Judge Posner in Allstate, asserted that:
When limited to incidental damages as the cases define the term, the award of damages by a judge does not run afoul of the Seventh Amendment's right to a jury trial in federal civil cases. For when calculation of damages is mechanical, there is no right to a jury trial because summary judgment would be granted. When, moreover, the basic relief sought in a case is equitable, the judge can award damages in the exercise of his equity powers, and thus without calling in a jury, under the "clean up" doctrine of equity.In re Allstate, 400 F.3d at 507. As defendants point out, the damages plaintiffs seek are certainly incidental to the equitable relief plaintiffs seek, as well as also involve a mechanical computation. However, this concession does not mean that defendants are correct that Allstate dictates that this court deny plaintiffs' request for a jury. Allstate is not a hybrid 301/ERISA case, rather it is a pure ERISA case. Unlike hybrid cases, ERISA cases must be brought seeking only equitable relief. 29 U.S.C. § 1132(a)(1) (3). Thus, the use of the "clean-up" doctrine in an ERISA case, such as Allstate, may be appropriate to ensure the plaintiffs get complete relief; however, it would not be appropriate in a hybrid case, for in the latter it would serve not to effectuate complete relief, but rather to deprive plaintiffs of a jury trial.

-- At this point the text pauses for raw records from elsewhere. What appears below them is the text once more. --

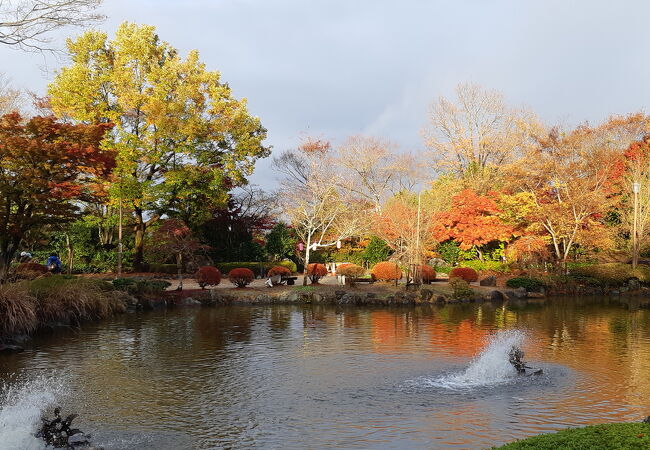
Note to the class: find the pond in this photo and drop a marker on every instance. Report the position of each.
(320, 376)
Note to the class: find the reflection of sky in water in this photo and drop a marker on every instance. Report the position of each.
(347, 377)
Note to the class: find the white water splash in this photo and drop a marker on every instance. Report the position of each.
(490, 367)
(21, 406)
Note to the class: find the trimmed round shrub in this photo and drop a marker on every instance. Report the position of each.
(278, 270)
(530, 284)
(350, 270)
(427, 273)
(208, 276)
(464, 273)
(241, 277)
(316, 271)
(386, 271)
(30, 271)
(31, 267)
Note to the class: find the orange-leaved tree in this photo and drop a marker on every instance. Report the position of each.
(46, 168)
(473, 221)
(409, 234)
(174, 238)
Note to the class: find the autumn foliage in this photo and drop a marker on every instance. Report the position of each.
(386, 271)
(241, 277)
(46, 167)
(350, 270)
(464, 273)
(316, 271)
(208, 276)
(278, 270)
(473, 221)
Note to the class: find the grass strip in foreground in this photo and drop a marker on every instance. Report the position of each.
(606, 436)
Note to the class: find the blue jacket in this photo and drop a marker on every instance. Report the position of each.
(53, 260)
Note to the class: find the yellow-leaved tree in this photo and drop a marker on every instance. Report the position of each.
(179, 134)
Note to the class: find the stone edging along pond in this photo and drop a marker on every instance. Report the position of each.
(350, 296)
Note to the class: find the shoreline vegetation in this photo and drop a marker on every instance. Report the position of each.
(603, 436)
(46, 302)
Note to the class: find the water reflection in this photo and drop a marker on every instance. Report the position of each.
(320, 376)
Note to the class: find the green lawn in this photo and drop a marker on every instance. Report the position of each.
(607, 436)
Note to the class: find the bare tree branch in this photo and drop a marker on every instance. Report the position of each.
(26, 23)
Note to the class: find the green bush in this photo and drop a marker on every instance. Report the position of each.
(484, 266)
(450, 252)
(529, 283)
(612, 274)
(258, 268)
(45, 284)
(607, 436)
(163, 268)
(375, 252)
(461, 289)
(141, 286)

Indeed, the use of the "clean-up" doctrine in hybrid cases is inconsistent with Supreme Court precedent. See John Sanchez, Jury Trials in Hybrid and Non-Hybrid Actions: The Equitable Doctrine in the Guise of Inseparability and Other Analytical Problems, 38 DePaul L. Rev. 627, 648 (1989) (detailing the inappropriateness of utilizing the clean-up doctrine in cases combining legal and equitable claims).
III. CONCLUSION
Despite the lack of clarity in the law, and despite the confusing circular inquiry necessary to determine the nature of plaintiffs' claim, the court finds that plaintiffs have presented a legal claim for damages. As such, plaintiffs are entitled to a jury trial on all issues common to that claim.
Accordingly,
IT IS ORDERED that the plaintiffs' request for a jury trial be and the same is hereby GRANTED.